KURALSIZ LİBERAL DÜZENE DOĞRU
2 Mart 2022’de Birleşmiş Milletler Genel Kurulu (BMGK) Rusya’ya yönelik kınama karar tasarısını 5’e karşı 141 oyla kabul etti. 35 ülke ise çekimser kaldı. Çekimser kalanlar arasında Çin, Hindistan, Güney Afrika, Vietnam, Pakistan ve Kazakistan gibi ülkeler vardı. Ardından 7 Nisan 2022’de BMGK tarafından Rusya’nın İnsan Hakları Konseyi üyeliğini askıya alan bir oylama yapıldı. BM’ye üye 193 devletten 172’sinin katıldığı oylamada 93 ülke lehte 24 ülke aleyhte oy kullanırken, 58 ülke de çekimser kaldı. Aleyhte oy verenler arasında Çin, Vietnam, İran gibi ülkeler varken çekimserler arasında Brezilya, Hindistan, Güney Afrika, Suudi Arabistan, Singapur, Pakistan, Mısır, Meksika, Birleşik Arap Emirlikleri, Katar, Endonezya, Kuveyt gibi ülkeler vardı. Zaten Rusya’ya uygulanan yaptırımlara dünyanın yüzde 80’ine yakını dahil olmadı. BRICS ülkeleri Rusya tarafında gözükürken, G20 ülkelerinin neredeyse yarısı yaptırımlara katılmadı. Ortadoğu’nun en büyük ve en güçlü devletleri olan Türkiye, İran, İsrail, Suudi Arabistan, Mısır ve Birleşik Arap Emirlikleri yine Rusya’ya karşı herhangi bir yaptırımda bulunmadı.

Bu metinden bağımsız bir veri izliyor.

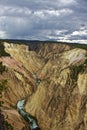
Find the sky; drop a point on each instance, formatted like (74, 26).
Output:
(60, 20)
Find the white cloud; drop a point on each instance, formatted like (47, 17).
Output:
(67, 2)
(52, 13)
(3, 34)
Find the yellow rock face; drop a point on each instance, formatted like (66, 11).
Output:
(53, 78)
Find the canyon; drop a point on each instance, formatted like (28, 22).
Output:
(52, 77)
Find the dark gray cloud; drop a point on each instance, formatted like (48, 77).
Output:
(44, 20)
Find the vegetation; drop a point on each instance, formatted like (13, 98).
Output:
(2, 68)
(2, 51)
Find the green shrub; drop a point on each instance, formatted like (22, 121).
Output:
(2, 68)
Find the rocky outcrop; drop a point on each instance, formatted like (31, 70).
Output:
(53, 78)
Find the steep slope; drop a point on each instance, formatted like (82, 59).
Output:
(53, 78)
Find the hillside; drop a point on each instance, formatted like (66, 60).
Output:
(53, 79)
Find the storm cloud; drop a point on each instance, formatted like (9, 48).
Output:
(44, 20)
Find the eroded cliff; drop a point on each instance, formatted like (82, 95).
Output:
(53, 78)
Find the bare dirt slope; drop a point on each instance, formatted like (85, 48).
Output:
(53, 77)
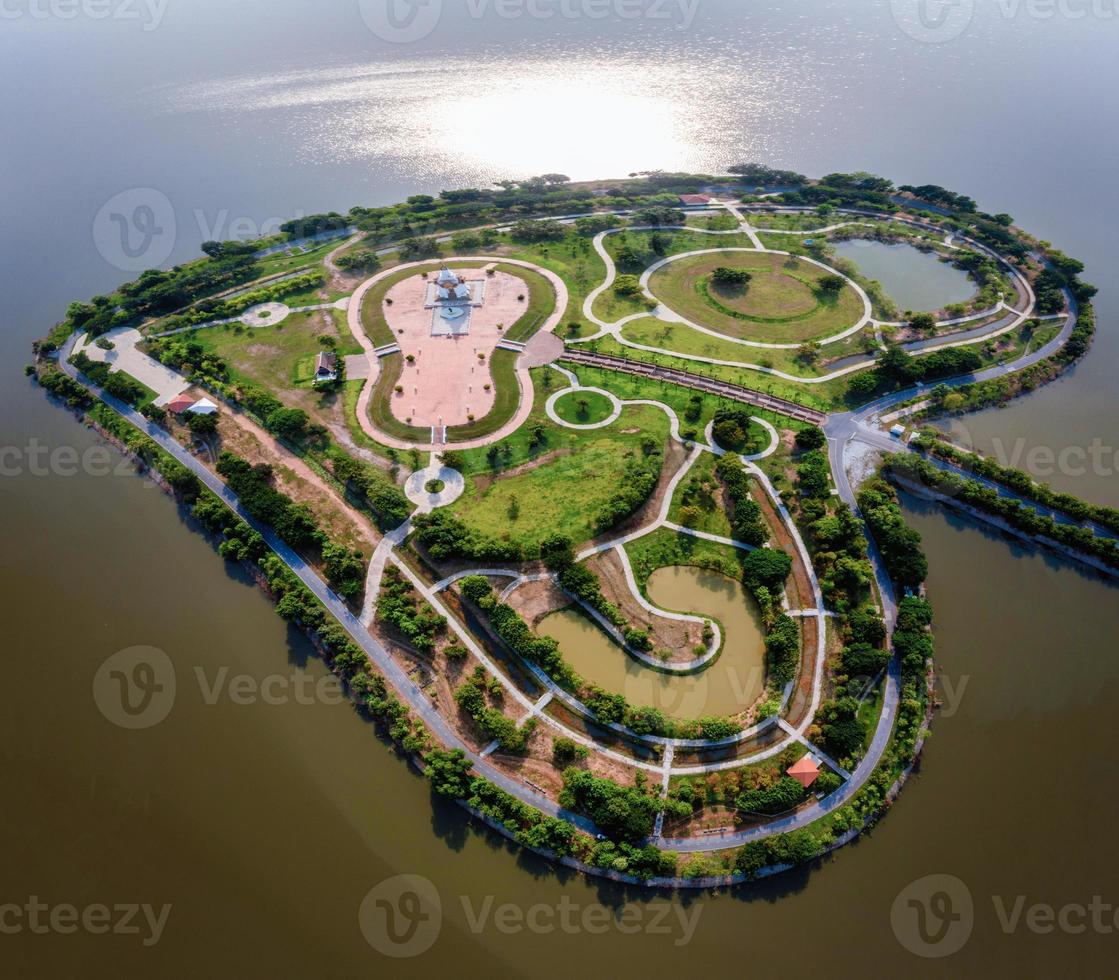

Dolayısıyla bugün Rusya’ya uygulanan yaptırımlar uluslararası yaptırımlar olarak kabul edilemez ama Batılı yaptırımlar olarak nitelenebilir. Asya, Afrika ve Latin Amerika’daki çoğu aktör Batılı aktörler ile birlikte çalışmıyor. Türk ve Arap dünyası Batılıların direktifleriyle hareket etmiyor. Bugün sadece ABD, Avrupa Birliği, İngiltere, Avustralya, Yeni Zelanda ve Japonya’nın katıldığı bir yaptırımlar kulübü var.
Şu an Rus ekonomisi savaşın başında yaşadığı geçici felci atlatmış gözüküyor. Ruble savaş öncesi değerine dönmüş, borsa açılmış ve ticaret devam ediyor. Asıl mevzu ise Rusya’nın ödemelerini artık ruble ile alacağını duyurmasıydı. Rusya’ya uygulanan yaptırımlar sonucu alternatif ödeme sistemleri, rezerv paraların dolar dışında çeşitlendirilmesi, ulusal ve yerli para kullanımı ile kripto paralara yönelim artış gösteriyor. ABD’nin dev yatırım bankalarından Goldman Sachs doların egemenliğinin tehlikede olduğunu bildirdi. Artık tek para, tek finans, tek internet, tek kültür geride kalıyor. Heterojen bir dünya düzeni resmi belirginleşiyor. Bugün Rusya – Ukrayna savaşı ile küresel sistemin, kuralların ve standartların yok olduğu görülüyor. Bu durum hem ahlaki hem de maddi bir krize yol açıyor. Dünyamız kuralsız demokratik olmayan liberal bir düzene dönüştü.